Le cancre, le genre et la pensée dominante

No 67 - déc. 2016 / janv. 2017

Le cancre, le genre et la pensée dominante

Le 29 janvier dernier, Nathalie Collard publiait une critique de Décadence de Michel Onfray, et du livre Le nouveau régime de Mathieu Bock-Côté. Si l’on en croit le commentaire de M. Bock-Côté, fait à la radio de Radio-Canada, cette critique ne vaudrait pas mieux qu’« un mauvais travail de cégep ». Difficile de laisser passer ce commentaire sans rien dire.

Car à ce compte-là, n’est-il pas nécessaire de pointer comment M. Bock-Côté lui-même fait figure de mauvais élève, lui qui, régulièrement et sur diverses plateformes, fait la preuve qu’il n’a pas bien étudié, disqualifiant ce qu’il appelle la théorie du genre sans aucune argumentation, se contentant de parler de dérive ou d’hérésie, à la manière des anciens curés ? Il condamne, il accuse, mais sans rien opposer à des savoirs formulés depuis déjà fort longtemps. Son discours est vide, comme l’est celui de notre voisin trop proche, ce Donald Trump qui s’exprime de façon tonitruante avec moins de cent mots de vocabulaire.

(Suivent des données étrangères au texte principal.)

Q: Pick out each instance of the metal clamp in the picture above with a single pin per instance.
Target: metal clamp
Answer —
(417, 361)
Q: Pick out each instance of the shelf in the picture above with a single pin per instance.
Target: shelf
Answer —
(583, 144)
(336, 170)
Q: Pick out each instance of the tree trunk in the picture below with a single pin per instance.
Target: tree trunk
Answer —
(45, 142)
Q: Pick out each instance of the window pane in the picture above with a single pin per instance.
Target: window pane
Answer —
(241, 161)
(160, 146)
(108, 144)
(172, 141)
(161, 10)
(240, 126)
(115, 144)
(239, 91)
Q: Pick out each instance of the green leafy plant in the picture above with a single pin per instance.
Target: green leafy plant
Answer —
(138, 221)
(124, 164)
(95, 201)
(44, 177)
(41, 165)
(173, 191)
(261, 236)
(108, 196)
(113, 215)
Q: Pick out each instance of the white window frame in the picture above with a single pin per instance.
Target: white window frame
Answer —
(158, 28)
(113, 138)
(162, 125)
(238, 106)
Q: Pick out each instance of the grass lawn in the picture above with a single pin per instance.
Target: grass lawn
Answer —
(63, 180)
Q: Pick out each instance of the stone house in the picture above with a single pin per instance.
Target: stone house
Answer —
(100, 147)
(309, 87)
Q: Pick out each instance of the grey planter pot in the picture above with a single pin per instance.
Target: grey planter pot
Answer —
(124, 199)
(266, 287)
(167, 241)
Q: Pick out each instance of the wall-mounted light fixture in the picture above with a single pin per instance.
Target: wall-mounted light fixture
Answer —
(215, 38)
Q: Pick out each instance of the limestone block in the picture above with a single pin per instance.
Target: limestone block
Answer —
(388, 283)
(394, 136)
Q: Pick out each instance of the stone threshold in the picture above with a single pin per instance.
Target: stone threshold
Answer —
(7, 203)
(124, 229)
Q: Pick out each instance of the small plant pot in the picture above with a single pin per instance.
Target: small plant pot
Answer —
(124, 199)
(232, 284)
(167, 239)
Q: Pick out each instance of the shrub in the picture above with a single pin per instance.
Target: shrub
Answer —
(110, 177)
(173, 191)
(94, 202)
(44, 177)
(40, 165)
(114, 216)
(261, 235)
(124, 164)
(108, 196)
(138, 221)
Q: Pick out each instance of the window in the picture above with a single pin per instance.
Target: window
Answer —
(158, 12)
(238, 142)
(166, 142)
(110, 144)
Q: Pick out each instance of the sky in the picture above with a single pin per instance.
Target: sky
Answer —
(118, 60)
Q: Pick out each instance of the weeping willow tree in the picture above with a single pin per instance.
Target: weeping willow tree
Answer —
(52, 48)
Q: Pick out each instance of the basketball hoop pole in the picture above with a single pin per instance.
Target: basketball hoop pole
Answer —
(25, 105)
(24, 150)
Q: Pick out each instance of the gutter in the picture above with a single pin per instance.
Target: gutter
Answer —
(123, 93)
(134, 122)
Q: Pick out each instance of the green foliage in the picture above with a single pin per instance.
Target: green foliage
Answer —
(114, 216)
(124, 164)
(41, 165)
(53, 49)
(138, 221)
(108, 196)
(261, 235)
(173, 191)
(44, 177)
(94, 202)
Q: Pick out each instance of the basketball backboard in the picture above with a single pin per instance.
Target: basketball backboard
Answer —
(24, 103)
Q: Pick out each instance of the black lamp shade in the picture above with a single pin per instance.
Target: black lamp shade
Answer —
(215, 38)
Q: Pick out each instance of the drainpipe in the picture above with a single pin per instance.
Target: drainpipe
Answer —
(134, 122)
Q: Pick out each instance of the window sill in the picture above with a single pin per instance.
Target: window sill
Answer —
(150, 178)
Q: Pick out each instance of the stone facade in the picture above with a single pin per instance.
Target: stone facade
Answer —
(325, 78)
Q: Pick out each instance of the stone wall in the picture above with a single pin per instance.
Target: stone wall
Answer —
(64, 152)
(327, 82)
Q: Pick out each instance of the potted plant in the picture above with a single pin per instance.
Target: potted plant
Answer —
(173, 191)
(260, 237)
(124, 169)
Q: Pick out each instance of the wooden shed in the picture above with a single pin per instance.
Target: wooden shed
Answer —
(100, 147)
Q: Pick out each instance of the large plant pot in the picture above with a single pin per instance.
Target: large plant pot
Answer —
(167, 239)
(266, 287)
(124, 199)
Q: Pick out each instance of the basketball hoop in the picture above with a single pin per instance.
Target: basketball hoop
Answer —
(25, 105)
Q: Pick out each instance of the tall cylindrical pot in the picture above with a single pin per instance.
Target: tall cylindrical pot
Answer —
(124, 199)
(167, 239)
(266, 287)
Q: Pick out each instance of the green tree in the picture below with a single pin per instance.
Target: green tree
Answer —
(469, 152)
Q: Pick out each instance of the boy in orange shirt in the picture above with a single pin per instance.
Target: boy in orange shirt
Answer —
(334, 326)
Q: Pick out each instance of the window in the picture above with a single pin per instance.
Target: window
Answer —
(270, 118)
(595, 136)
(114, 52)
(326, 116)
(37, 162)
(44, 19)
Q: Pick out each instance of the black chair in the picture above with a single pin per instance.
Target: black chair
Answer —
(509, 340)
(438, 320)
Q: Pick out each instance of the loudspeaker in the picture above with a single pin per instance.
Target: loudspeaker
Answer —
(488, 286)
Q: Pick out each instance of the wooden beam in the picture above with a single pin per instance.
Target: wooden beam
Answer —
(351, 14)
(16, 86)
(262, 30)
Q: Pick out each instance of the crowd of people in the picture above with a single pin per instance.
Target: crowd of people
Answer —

Certes, M. Bock-Côté possède un lexique plus large. Mais la question se pose : a-t-il seulement lu sur le genre ? A-t-il lu les travaux réflexifs et théoriques de Judith Butler, qu’il prend plaisir à démolir à l’aide de coups de gueule qui ne seront jamais à la hauteur des travaux d’une des philosophes les plus importantes (et les plus reconnues) de notre époque, à qui on doit des pages qui ont participé à changer le paradigme de la pensée entourant les rapports de sexe. On peut être en désaccord, on peut s’évertuer à démonter son argumentation, mais pour ça, il faut d’abord l’avoir lue. Il n’est pas suffisant d’affirmer qu’elle est une « partisan[e] de la théorie du genre  » qui est « en guerre, en croisade  » parce que son «  intransigeance frise le fanatisme ». Autant d’accusations non fondées, sinon sur l’indignation et la peur – et, demandons-nous, la peur de quoi ? Celle de voir pâlir la sempiternelle croyance en une différence naturelle, biologique, entre les hommes et les femmes ? Une croyance qui justifie leur hiérarchisation sous prétexte de qualités masculine et féminine intrinsèques ? Des qualités qu’il ne faudrait surtout pas perdre parce qu’alors, comment savoir qui est qui ? Moment de panique…

Mis à part cette attaque contre la pensée féministe, qui repose sur des moqueries plutôt que sur des arguments, ce qui est étonnant, c’est d’entendre M. Bock-Côté se décrire comme ostracisé, et dire qu’il est traité comme un pestiféré parce qu’il n’adhère pas à la pensée dominante. Mais la pensée dominante, en ce moment, c’est malheureusement la sienne, cette idéologie intransigeante qui ne sait pas se taire et qui donne lieu à des violences contre les homosexuel·le·s, les personnes intersexuées et les personnes trans. Et oui, il y a un lien à faire entre cette pensée de droite, traditionaliste, conservatrice, qui se plaît à rejeter l’autre, et les valeurs défendues au sud de la frontière par Donald Trump ou par Marine LePen, outremer.

Enfin, il y a un lien à faire entre ce conservatisme et la malhonnêteté intellectuelle, le travail d’un cancre qui fait un peu vite, qui tourne les coins ronds. Car avant de traiter avec condescendance les défenseur·e·s des théories du genre, et s’en prendre à celles ou ceux qui montrent les trous dans son argumentation, M. Bock-Côté devrait faire ses devoirs. Question de nous présenter un véritable discours critique, au lieu d’une pensée sous forme d’opinions.